Era perto das 17 horas, isso de fim de tarde, e a única coisa a fazer até o pôr do sol era matar tempo. E matar tempo, quando se está nas ruas, sugere-nos os primórdios da humanidade. Ou seja, em lugar do bucólico banco de jardim, escolha prosaica de poucas décadas passadas, busquei a luminosa e colorida caverna das lojas sofisticadas – um xópin na Rua 9, no setor Oeste. Tomei café (caro demais para o tamanho da xícara), apreciei capas de livros, ouvi dos vendedores a linguagem das feiras-livres (vendedores de livros não entendem de livros – muito menos da linguagem esperada num ambiente de livraria).
Andei à toa, porque tinha de esperar o fim da tarde. Ocorreu-me comprar pães, que naquele empório são de ótima qualidade. Chamou-me a atenção uma linda menina em seus dez anos, devidamente assistida pela avó, que determinava à mãe da pequena (e filha dela, a avó):
– Dê-lhe cinco reais, ela quer sorvete.
Afastei-me – o assunto não era da minha conta, e não é de bom-tom ouvir conversas alheias. Porém, nos minutos seguintes passávamos pela caixa – atrás de mim, a mãe contestava:
-– Não vai tomar sorvete, isso não é bom.
E a avó:
– Ora, ela quer! E se ela quer, que mal há nisso? Você, nessa idade, tomava vários por dia. E comia dois big-mac de uma vez!
– Mas eu sofri muito, não lembra? Sofri muito para emagrecer – justificava a mãe da menina.
– Mas venceu, – tentava finalizar a avó, em defesa da neta – pois está aí muito bonita e magra!
Como se vê, não pude evitar... E não me limitei a ouvir. Dei logo um palpite, dirigindo-me à filha-mãe:
– Muito bem, você é mãe e lhe compete educar. Mas a avó, não, avó e avô existem para deseducar.
A vovó ficou feliz:
– Isso mesmo! Eu quero que minha neta não passe vontade, vamos lhe dar o sorvete!

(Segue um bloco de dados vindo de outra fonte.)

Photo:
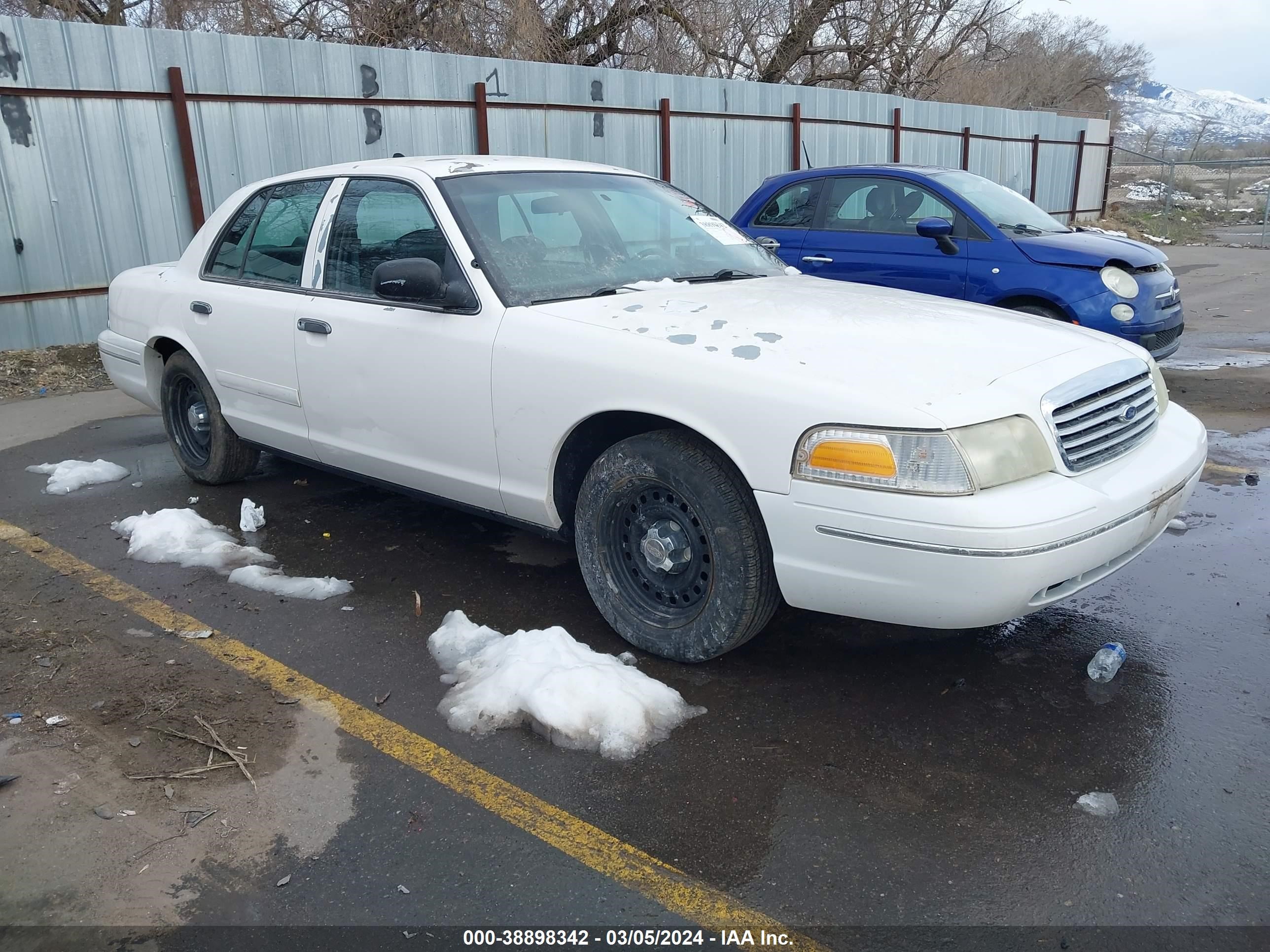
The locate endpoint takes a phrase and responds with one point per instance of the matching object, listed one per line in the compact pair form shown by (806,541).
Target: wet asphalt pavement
(845,775)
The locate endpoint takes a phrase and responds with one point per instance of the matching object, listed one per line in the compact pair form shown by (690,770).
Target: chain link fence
(1175,201)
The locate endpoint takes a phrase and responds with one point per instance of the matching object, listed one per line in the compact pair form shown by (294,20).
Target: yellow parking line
(602,852)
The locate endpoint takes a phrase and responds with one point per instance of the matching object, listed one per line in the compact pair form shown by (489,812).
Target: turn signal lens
(903,461)
(873,459)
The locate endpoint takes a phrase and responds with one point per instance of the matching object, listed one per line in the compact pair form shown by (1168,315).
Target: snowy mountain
(1178,113)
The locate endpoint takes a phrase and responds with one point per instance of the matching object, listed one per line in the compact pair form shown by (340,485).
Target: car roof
(440,167)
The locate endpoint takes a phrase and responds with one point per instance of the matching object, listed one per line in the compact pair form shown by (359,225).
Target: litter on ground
(184,537)
(250,516)
(576,697)
(70,475)
(1099,804)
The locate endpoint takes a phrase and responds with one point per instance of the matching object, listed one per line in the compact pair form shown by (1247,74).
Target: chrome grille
(1103,414)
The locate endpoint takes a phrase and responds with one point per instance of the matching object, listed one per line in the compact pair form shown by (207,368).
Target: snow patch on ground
(576,697)
(70,475)
(184,537)
(276,583)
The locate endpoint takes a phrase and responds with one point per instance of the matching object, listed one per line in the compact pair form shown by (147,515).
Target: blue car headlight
(1119,282)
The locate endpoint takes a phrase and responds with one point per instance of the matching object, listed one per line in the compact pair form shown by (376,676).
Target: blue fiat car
(949,233)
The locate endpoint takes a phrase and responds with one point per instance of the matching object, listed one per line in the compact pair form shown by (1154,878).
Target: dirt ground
(83,842)
(51,373)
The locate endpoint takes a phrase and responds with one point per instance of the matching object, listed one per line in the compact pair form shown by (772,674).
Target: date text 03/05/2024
(623,937)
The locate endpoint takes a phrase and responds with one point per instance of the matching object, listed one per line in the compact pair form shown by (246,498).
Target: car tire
(1043,311)
(202,441)
(715,588)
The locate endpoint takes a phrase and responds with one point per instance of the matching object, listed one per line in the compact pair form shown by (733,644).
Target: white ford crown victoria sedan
(591,352)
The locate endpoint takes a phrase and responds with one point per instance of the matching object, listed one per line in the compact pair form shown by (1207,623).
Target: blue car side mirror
(940,230)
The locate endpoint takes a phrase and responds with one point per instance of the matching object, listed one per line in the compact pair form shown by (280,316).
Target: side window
(228,261)
(277,252)
(378,221)
(891,206)
(793,207)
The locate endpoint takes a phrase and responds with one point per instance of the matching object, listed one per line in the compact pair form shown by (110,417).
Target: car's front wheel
(673,549)
(202,441)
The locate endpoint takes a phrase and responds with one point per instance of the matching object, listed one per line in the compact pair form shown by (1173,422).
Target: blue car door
(781,224)
(867,232)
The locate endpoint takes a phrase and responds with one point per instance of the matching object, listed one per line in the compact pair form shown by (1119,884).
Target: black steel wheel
(186,415)
(672,547)
(666,569)
(205,444)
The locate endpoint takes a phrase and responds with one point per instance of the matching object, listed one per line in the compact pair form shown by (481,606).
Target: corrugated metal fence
(118,140)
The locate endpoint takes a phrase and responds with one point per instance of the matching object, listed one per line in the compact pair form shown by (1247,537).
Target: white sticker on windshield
(718,229)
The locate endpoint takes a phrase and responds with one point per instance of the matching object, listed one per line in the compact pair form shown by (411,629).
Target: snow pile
(276,583)
(250,516)
(576,697)
(184,537)
(70,475)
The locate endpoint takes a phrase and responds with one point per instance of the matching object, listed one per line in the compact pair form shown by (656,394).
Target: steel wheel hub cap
(666,547)
(197,417)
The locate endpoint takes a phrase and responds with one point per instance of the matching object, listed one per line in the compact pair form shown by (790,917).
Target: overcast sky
(1197,43)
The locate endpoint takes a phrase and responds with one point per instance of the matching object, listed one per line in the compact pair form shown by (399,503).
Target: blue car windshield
(1005,207)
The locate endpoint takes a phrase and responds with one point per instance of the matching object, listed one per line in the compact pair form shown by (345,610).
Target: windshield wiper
(598,292)
(722,274)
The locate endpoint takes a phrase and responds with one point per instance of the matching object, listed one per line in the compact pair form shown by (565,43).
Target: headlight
(1004,451)
(1119,281)
(1161,387)
(936,464)
(910,462)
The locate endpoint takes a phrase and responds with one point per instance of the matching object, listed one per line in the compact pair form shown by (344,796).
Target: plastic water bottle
(1104,666)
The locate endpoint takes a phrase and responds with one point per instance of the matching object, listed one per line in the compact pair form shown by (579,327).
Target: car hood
(1088,249)
(891,348)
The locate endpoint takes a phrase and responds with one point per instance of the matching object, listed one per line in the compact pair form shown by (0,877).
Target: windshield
(556,235)
(1005,207)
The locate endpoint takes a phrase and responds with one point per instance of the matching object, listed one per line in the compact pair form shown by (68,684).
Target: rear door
(781,224)
(867,232)
(241,318)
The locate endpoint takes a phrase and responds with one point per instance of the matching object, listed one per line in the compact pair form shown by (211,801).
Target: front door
(781,224)
(397,391)
(242,323)
(867,232)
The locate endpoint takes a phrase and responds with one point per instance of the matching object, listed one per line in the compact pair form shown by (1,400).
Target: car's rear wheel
(673,549)
(204,443)
(1043,311)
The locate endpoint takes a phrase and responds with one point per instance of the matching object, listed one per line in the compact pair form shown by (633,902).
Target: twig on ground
(237,757)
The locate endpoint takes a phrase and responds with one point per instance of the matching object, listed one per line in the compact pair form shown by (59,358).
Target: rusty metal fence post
(1076,183)
(482,112)
(1032,192)
(665,117)
(797,135)
(186,140)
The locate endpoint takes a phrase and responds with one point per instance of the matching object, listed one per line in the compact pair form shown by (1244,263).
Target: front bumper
(1159,322)
(968,561)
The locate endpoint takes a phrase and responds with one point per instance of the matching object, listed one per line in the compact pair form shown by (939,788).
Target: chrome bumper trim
(1008,552)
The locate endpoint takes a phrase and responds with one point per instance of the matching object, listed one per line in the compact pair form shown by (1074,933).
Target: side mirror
(409,280)
(940,230)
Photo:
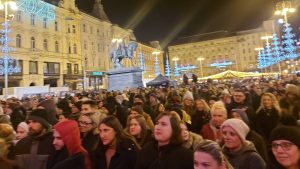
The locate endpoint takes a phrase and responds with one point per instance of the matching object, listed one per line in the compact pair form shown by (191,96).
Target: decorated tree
(277,49)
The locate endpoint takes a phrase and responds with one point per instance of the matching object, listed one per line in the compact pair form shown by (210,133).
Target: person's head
(67,134)
(184,131)
(292,92)
(137,109)
(38,122)
(137,126)
(111,131)
(239,96)
(88,123)
(88,106)
(218,114)
(76,107)
(201,105)
(188,99)
(234,132)
(22,131)
(269,101)
(209,155)
(285,141)
(167,128)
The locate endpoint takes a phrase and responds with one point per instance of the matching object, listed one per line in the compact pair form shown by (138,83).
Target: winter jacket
(193,141)
(33,153)
(124,157)
(165,157)
(245,158)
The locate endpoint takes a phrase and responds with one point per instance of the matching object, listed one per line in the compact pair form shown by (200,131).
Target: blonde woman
(267,115)
(201,115)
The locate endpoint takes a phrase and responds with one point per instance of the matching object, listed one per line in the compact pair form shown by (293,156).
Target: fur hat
(239,126)
(41,116)
(290,133)
(188,95)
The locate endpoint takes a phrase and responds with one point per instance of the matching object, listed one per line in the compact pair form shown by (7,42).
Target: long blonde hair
(274,102)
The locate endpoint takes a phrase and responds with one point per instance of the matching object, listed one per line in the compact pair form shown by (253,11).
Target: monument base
(121,78)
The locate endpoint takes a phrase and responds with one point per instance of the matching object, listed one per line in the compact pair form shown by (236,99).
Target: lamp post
(269,60)
(156,63)
(8,66)
(200,60)
(176,71)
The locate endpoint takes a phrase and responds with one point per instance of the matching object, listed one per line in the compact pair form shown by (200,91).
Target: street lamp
(284,8)
(7,62)
(200,60)
(268,61)
(176,71)
(156,63)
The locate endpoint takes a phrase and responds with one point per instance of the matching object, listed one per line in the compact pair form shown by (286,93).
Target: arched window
(56,47)
(75,48)
(18,41)
(32,43)
(45,44)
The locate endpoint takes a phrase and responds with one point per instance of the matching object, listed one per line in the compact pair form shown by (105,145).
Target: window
(45,44)
(70,50)
(32,43)
(75,48)
(84,45)
(56,26)
(32,19)
(83,28)
(56,47)
(69,29)
(45,22)
(69,68)
(76,71)
(18,41)
(18,16)
(33,67)
(51,68)
(74,28)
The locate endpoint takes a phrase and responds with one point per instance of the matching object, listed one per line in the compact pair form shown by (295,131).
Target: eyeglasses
(286,146)
(84,123)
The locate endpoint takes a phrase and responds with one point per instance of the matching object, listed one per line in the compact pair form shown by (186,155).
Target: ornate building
(219,51)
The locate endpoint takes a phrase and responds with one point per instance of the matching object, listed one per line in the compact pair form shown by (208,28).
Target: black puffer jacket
(245,158)
(166,157)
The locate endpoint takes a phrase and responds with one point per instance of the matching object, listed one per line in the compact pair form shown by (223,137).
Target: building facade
(220,51)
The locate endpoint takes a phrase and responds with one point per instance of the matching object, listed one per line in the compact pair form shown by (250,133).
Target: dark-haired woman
(166,151)
(117,149)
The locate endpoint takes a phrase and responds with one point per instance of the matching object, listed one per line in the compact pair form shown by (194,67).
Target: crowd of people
(250,124)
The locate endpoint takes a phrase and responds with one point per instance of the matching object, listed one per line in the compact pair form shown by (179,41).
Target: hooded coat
(245,158)
(77,155)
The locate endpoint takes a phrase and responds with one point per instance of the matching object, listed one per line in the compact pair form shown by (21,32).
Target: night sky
(167,20)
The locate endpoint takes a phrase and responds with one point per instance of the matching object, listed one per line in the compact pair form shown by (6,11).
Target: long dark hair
(176,137)
(121,135)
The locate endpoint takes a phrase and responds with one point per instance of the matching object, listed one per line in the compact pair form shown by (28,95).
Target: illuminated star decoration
(38,8)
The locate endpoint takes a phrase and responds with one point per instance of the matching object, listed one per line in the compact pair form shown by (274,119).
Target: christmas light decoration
(38,8)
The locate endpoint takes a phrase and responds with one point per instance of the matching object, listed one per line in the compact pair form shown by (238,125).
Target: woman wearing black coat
(166,151)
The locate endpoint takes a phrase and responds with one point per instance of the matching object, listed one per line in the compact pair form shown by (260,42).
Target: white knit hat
(24,126)
(239,126)
(188,95)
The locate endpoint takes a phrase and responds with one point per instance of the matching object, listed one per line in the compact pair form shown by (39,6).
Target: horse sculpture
(121,52)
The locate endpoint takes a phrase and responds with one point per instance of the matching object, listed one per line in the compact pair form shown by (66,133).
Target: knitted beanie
(239,126)
(41,116)
(24,126)
(188,95)
(290,133)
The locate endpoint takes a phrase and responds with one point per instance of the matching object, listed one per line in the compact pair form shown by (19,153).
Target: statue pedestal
(121,78)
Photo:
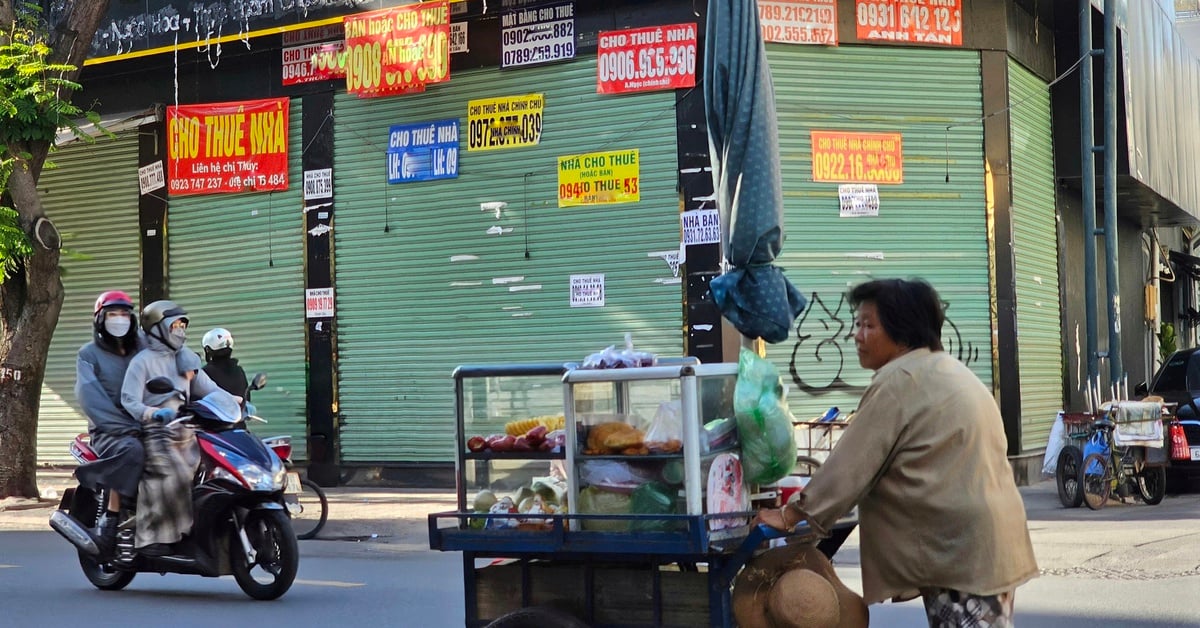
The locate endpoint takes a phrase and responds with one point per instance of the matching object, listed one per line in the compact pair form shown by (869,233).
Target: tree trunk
(30,301)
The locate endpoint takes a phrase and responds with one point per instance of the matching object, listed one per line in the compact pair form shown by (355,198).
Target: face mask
(117,326)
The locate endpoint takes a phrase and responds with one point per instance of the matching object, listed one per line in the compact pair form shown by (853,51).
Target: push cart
(1116,449)
(642,534)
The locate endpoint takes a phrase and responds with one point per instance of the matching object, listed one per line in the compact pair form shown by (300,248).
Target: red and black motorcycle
(241,524)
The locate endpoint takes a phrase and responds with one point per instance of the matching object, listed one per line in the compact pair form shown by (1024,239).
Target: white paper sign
(701,226)
(151,178)
(459,37)
(858,199)
(318,303)
(318,184)
(587,291)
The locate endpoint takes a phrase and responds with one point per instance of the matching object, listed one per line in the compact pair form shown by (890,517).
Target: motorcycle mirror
(160,386)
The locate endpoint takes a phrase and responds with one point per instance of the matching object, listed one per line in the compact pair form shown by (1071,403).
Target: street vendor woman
(924,460)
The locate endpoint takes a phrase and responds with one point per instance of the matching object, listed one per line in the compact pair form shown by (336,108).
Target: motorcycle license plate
(293,484)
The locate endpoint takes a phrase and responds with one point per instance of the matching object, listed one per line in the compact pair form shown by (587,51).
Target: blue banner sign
(423,151)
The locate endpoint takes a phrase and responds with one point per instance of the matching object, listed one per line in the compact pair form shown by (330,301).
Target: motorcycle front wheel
(102,575)
(277,555)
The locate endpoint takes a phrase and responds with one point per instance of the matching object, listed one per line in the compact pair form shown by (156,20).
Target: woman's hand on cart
(783,519)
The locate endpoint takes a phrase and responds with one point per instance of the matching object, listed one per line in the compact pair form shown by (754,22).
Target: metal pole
(1116,369)
(1087,166)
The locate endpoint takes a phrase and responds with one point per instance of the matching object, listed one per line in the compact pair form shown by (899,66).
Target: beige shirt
(924,460)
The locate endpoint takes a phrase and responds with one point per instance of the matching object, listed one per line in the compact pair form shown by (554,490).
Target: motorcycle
(240,519)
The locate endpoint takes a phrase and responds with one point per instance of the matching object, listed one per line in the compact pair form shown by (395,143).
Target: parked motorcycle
(241,522)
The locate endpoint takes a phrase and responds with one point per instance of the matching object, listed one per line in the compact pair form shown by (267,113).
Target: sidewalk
(1123,540)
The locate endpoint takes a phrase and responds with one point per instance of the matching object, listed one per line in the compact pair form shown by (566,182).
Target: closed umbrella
(739,102)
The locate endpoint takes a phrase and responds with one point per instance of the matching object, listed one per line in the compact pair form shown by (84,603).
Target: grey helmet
(157,317)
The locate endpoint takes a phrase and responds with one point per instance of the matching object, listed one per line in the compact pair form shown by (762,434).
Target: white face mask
(117,326)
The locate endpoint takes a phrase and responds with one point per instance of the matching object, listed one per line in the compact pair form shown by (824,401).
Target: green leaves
(35,96)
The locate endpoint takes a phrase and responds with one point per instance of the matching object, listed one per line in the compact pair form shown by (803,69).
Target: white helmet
(217,339)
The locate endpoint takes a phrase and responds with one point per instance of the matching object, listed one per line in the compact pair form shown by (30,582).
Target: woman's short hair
(910,310)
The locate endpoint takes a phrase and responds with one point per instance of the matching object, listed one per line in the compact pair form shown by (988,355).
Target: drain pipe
(1116,369)
(1087,165)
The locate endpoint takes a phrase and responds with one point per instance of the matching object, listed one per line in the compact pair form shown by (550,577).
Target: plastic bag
(666,426)
(1054,447)
(599,502)
(613,358)
(1097,444)
(765,425)
(652,498)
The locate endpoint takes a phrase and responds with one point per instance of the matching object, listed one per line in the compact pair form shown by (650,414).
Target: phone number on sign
(807,15)
(796,35)
(504,130)
(648,63)
(539,53)
(923,18)
(220,183)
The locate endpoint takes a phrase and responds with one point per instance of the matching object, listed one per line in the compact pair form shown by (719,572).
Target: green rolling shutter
(934,225)
(411,309)
(1036,256)
(237,261)
(93,198)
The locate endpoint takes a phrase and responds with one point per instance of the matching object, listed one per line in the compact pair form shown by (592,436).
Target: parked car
(1179,382)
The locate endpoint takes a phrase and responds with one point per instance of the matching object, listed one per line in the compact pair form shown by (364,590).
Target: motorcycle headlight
(256,476)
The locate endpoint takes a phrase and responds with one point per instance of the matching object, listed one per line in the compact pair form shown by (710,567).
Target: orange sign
(396,49)
(847,157)
(910,21)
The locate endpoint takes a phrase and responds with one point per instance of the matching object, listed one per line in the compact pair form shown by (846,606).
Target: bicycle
(305,500)
(1117,468)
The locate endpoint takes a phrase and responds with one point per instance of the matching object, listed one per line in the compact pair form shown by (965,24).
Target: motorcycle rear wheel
(279,555)
(102,575)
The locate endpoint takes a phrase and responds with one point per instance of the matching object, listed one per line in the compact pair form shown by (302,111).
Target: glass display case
(657,440)
(509,434)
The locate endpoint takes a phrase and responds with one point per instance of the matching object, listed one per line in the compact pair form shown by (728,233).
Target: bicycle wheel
(1096,480)
(309,509)
(1152,485)
(1067,476)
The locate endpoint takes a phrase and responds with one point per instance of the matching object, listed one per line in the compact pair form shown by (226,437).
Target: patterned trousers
(954,609)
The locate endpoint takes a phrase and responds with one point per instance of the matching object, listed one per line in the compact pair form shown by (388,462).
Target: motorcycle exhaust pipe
(73,531)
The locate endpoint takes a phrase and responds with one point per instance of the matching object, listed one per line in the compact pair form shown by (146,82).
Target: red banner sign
(799,21)
(646,59)
(910,21)
(227,147)
(844,156)
(395,49)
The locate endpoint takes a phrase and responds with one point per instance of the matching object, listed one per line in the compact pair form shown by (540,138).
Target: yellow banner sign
(507,121)
(599,178)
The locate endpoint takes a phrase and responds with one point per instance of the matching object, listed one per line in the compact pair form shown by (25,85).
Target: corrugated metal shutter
(237,261)
(93,198)
(933,226)
(1036,255)
(408,314)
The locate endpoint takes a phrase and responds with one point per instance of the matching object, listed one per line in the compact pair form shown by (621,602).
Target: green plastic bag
(765,425)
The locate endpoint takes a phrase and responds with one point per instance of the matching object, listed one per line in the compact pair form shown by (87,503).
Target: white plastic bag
(1054,447)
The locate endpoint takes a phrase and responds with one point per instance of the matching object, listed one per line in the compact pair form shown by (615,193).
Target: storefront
(91,195)
(237,262)
(927,216)
(479,268)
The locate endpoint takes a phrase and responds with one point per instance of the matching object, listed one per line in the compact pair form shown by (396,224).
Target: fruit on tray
(521,426)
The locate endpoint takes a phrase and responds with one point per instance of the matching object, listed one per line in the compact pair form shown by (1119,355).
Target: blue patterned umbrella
(739,102)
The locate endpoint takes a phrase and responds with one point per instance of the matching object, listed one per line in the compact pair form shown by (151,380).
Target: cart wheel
(1067,473)
(538,617)
(1096,480)
(1152,484)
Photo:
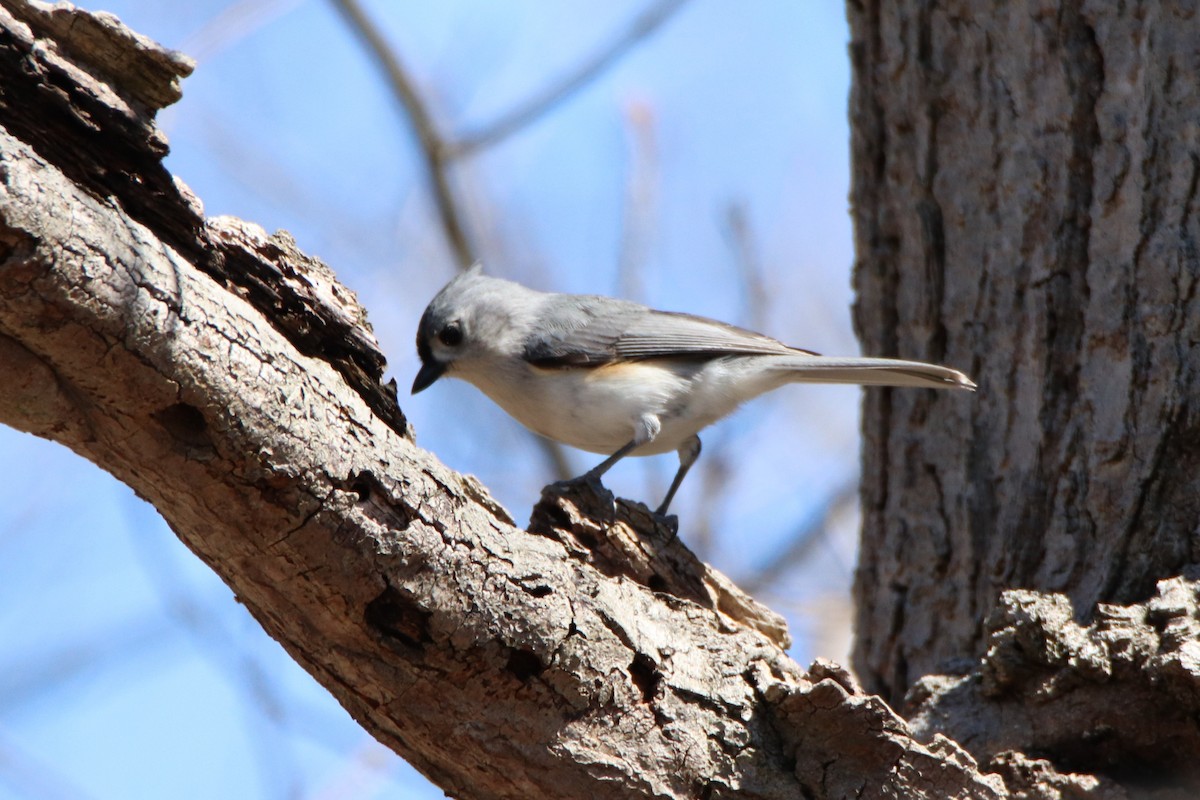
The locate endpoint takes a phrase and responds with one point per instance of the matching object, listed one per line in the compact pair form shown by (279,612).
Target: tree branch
(234,384)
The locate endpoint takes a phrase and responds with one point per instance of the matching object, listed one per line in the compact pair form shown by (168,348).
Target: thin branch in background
(234,23)
(639,215)
(749,265)
(523,114)
(435,155)
(431,144)
(803,542)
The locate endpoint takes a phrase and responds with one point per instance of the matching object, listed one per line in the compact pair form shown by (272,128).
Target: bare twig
(435,154)
(747,259)
(526,113)
(641,191)
(235,22)
(432,144)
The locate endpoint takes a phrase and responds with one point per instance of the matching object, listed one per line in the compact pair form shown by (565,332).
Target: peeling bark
(234,384)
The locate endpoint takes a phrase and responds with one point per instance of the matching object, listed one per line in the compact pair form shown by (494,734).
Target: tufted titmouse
(617,378)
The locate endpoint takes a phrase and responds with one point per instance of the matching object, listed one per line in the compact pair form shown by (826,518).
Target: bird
(618,378)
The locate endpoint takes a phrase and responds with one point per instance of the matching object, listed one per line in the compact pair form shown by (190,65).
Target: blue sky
(126,668)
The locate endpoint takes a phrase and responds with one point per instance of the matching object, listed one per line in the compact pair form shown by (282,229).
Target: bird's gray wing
(592,331)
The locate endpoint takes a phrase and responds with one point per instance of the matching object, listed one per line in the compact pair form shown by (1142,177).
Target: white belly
(599,409)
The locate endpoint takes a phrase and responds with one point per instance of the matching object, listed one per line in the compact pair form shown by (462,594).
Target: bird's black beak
(430,372)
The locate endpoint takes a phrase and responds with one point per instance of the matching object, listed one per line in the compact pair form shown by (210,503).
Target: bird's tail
(871,372)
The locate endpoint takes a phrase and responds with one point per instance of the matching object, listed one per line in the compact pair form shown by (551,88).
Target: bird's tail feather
(871,372)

A mãe, a essa altura, quase se dava por vencida, mas não ocultava o desagrado. Foi então que me senti intrometido e inconveniente, mas o riso era incontido e, parece-me, isso deixou a mãe mais aborrecida. Já não lhe bastava sentir-se mortadela de sanduíche, entre a própria mãe a e menina filha, aparecia este velho a se meter na questão.
Quando consegui dominar a risada, tentei me justificar:
– A senhora me perdoe dar pitacos e rir assim. Sinto que a pequenina vai ganhar a causa, pois tem a avó por advogada.
Paguei minha conta e me afastei impune. No íntimo, cuidava de fazer uma autoanálise e, obviamente, perdoava-me por entrar no que nem era da minha alçada – ou competência. Mas, principalmente, vestia a carapuça de avô – esse parente que tanto se faz feliz pelos netos.
E temos de continuar assim, sem dúvida! Afinal, em pouquíssimos anos, tantos os netos quanto os pais deles nos terão esquecido.
(Luiz de Aquino é jornalista e escritor, membro da Academia Goiana de Letras)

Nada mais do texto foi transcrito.